Historical brief background of Globalization and Pakistan:Globalization is an historical process that began with the first movement of people out of Africa into other parts of the world. Traveling short, then longer distances, migrants, merchants, and others have always taken their ideas, customs, and products into new lands. The melding, borrowing, and adaptation of outside influences can be found in many areas of human life. Globalization in the mirror of History:1. 2. 3. 4.

Global Governance. Ideas travel the globe. Globalization of Foods and plants. Globalization of television supply chains.

A fundamental shift is occurring in the world economy. We are moving away from a world in which national economies were relatively self-contained, isolated from each other by barriers to cross-border trade and inverstment; by distance, time zones, and language; and by national differences in government regulations, culture and business systems. And we are moving towards a world in which barriers to cross border trade and inverstment are declining; perceived distance is shrinking due to advance in transportation and telecommunication technology; material culture is starting to look similar the world over; and national economies are merging into an independent; integrated global economic systems. The process by which this is occurring is commonly reffered to as Globalization The most global markets currently are not markets for consumer products- where national differcnces in tastes and preferences are still ofthen important enough to act as a brake on Globalization. But markets for industrial goods and materials that need a universal need the world over. These includes the markets for commodities such as aluminnium, oil, and wheat, the markets for industrial products such as microproceesors, Drams, computer memory chips and commercial jet air craft, and markets for computer softwares and the markets for thew financial assets . Historically there are two Components of Globalization in the perspective of Pakistan:

Globalization of the markets. Globalization of the production.

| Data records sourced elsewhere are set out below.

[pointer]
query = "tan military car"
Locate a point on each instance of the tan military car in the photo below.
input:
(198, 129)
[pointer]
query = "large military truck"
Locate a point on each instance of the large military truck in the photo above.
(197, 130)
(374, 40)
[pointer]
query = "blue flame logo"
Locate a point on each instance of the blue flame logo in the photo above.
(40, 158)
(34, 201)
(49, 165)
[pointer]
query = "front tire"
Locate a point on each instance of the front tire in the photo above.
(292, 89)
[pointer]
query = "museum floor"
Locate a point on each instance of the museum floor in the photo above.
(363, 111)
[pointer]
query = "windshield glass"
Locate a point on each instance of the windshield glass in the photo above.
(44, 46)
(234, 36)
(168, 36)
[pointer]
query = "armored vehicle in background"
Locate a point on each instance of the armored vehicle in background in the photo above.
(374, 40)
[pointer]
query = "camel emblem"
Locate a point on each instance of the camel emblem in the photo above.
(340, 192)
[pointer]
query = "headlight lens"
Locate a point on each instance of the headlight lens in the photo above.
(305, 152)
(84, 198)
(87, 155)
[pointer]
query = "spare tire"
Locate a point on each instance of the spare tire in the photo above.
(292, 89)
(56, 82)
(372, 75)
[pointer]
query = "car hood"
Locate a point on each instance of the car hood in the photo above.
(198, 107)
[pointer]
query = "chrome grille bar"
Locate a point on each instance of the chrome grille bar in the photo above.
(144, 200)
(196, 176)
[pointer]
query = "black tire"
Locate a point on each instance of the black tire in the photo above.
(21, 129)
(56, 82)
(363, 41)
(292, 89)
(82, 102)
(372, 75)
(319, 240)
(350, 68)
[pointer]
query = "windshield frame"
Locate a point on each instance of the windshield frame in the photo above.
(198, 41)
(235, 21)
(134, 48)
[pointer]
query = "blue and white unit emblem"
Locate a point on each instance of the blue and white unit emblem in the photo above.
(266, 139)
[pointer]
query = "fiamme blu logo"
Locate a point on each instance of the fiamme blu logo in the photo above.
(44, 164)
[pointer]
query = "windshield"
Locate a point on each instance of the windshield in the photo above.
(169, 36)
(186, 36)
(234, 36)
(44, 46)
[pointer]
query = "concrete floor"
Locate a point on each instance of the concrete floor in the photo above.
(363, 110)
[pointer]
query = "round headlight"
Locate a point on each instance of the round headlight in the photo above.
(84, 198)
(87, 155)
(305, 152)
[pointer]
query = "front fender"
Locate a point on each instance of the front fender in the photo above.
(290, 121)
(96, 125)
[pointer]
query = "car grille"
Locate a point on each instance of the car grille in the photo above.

Globalization of the markets:-

The Globalization of the markets refers to the merging of the historically distinct and separate national markets into huge global market place. Falling barriers to cross border trade have made it easier to sell internationally. It has been argued for some times that the tastes and the preferences of the consumers in different nations are beginning to converge on some global norms there by helping to create a global market. Globalization of the production:Globalization of production refers to the sorcing of goods and services from the locations around the globe to take advantage of the national differences. In the cost and quality of factors of production(such as land, labour, capital and energy). By doing this, companies hope to lower there overall cost structure and or improve the quality of functionality of the product offerings therby allowing them to compete more effectively.

Question(s) and hypothesis:Core Question of my project: Does Globalization helps pakistan in the development of the country? Supporting questions: 1. Does Globalization helps pakistan to overcome there trade and inverstment barriers? 2. Does Globalization helps pakistan to cope with the technological change through globalization? Primary hypothesis that needs to be empirically tested:If globalization facilities are provided in abundance in pakistan then pakistan will prosper.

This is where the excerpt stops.